There was at least an hour and a half of daylight left when Smith struck a wagon-road. He looked each way doubtfully. The woman’s house was quite as likely to be to the right as to the left; there was no way of telling. While he hesitated, his horse lifted its ears. Smith also thought he heard voices. Swinging his horse to the right, he rode to the edge of the bench where the road made a steep and sudden drop.
At the bottom of the hill he saw a driver on the spring-seat of a round-up wagon urging two lean-necked and narrow-chested horses up the hill. They were smooth-shod, and, the weight of the wagon being out of all proportion to their strength, they fell often in their futile struggles. At the side of the road near the top of the hill the water oozed from an alkali spring, which kept the road perpetually muddy. The horses were straining every nerve and muscle, their eyes bulging and nostrils distended, and still the driver, loudmouthed and vacuously profane, lashed them mercilessly with the stinging thongs of his leather whip. Smith, from the top of the hill, watched him with a sneer on his face.
“He drives like a Missourian,” he muttered.
He could have helped the troubled driver, knowing perfectly well what to do, but it would have entailed an effort which he did not care to make. It was nothing to him whether the round-up wagon got up the hill that night—or never.
Smith thought the driver was alone until he began to back the team to rush the hill once more. Then he heard angry exclamations coming from the rear of the wagon—exclamations which sounded not unlike the buzzing of an enraged bumble-bee. He stretched his neck and saw that which suggested an overgrown hoop-snake rolling down the hill. At the bottom a little mud-coated man stood up. The part of his face that was visible above his beard was pale with anger. His brown eyes gleamed behind mud-splashed spectacles.
“Oscar Tubbs,” he demanded, “why did you not tell me that you were about to back the wagon?”
“I would have did it if I had knowed myself that the team were goin’ to back,” replied Tubbs, in the conciliatory tone of one who addresses the man who pays him his wages.

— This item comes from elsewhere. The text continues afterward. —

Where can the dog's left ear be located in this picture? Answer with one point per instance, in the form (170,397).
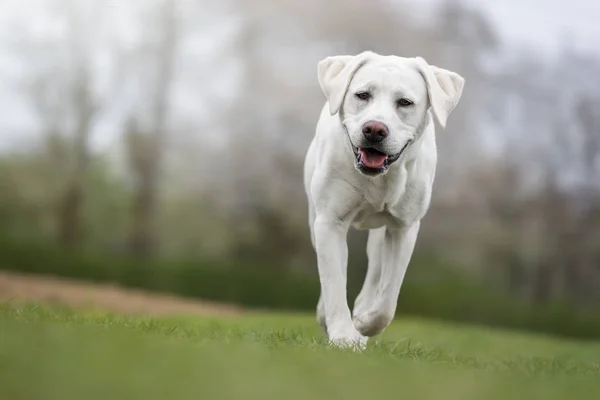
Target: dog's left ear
(335,74)
(444,89)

The man in spectacles groaned. “Three inexcusable errors in one sentence. Oscar Tubbs, you are hopeless!”
“Yep,” replied that person resignedly; “nobody never could learn me nothin’. Onct I knowed——”

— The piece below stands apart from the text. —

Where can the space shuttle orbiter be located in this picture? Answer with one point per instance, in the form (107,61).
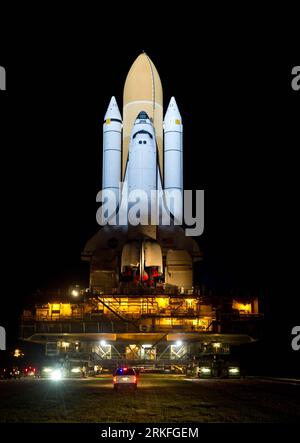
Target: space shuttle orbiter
(142,152)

“Stop! We have no time for a reminiscence. Have you any reason to believe that we can get up this hill to-night?”
“No chanst of it. These buzzard-heads has drawed every poun’ they kin pull. But I has some reason to believe that if you don’t hist your hoofs out’n that mud-hole, you’ll bog down. You’re up to your pant-leg now. Onct I knowed——”

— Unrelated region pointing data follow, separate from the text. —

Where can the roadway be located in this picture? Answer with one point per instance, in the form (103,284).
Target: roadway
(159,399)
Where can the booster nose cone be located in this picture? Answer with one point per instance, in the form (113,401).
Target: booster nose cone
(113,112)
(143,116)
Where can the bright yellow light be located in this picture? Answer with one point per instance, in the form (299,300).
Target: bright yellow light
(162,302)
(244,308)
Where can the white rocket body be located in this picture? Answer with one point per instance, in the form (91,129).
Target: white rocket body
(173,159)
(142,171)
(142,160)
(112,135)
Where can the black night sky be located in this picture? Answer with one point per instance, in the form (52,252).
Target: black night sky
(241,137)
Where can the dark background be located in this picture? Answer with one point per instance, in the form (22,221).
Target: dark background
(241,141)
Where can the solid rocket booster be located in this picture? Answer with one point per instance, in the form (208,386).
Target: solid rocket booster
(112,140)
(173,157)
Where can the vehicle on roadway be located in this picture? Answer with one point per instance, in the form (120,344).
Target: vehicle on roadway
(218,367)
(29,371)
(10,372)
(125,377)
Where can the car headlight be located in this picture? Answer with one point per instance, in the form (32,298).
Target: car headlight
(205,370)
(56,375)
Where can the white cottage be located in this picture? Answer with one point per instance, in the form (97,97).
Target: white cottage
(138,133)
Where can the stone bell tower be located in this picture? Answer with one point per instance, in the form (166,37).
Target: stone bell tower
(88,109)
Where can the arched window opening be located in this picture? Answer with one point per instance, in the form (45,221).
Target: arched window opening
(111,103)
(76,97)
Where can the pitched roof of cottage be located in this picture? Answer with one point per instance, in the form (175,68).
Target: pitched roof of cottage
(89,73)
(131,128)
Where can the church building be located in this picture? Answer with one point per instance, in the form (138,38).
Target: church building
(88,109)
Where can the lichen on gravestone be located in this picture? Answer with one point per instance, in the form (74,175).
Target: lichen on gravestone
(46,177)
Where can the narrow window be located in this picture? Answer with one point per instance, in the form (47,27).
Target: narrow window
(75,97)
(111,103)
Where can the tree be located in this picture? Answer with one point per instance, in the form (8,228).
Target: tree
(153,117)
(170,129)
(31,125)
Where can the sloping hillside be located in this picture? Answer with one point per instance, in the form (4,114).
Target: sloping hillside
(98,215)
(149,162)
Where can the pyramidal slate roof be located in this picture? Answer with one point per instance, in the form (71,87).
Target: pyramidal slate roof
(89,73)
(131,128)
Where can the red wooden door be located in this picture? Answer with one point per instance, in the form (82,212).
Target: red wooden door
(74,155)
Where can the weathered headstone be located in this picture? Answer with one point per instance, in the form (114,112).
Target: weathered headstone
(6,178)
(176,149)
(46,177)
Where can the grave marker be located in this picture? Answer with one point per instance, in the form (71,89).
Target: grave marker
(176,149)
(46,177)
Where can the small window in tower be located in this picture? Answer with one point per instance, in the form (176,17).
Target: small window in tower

The little man threw out his hand in a restraining gesture, and Tubbs, foiled again, closed his lips and watched his employer stand back on one leg while he pulled the other out of the mud with a long, sucking sound.
“What for an outfit is that, anyhow?” mused Smith, watching the proceedings with some interest. “He looks like one of them bug-hunters. He’s got a pair of shoulders on him like a drink of water, and his legs look like the runnin’-gears of a katydid.”
So intently were they all engaged in watching the man’s struggles that no one observed a girl on a galloping horse until she was almost upon them. She sat her sturdy, spirited pony like a cowboy. She was about sixteen, with a suggestion of boyishness in her appearance. Her brown hair, worn in a single braid, was bleached to a lighter shade on top, as if she rode always with bared head. Her eyes were gray, in curious contrast to a tawny skin. She was slight to scrawniness, and, one might have thought, insufficiently clad for the time of year.
“Bogged down, pardner?” she inquired in a friendly voice, as she rode up behind and drew rein. “I’ve been in that soap-hole myself. Here, ketch to my pommel, and I’ll snake you out.”
Smiling dubiously he gripped the pommel. The pony had sunk to its knees, and as it leaped to free itself the little man’s legs fairly snapped in the air.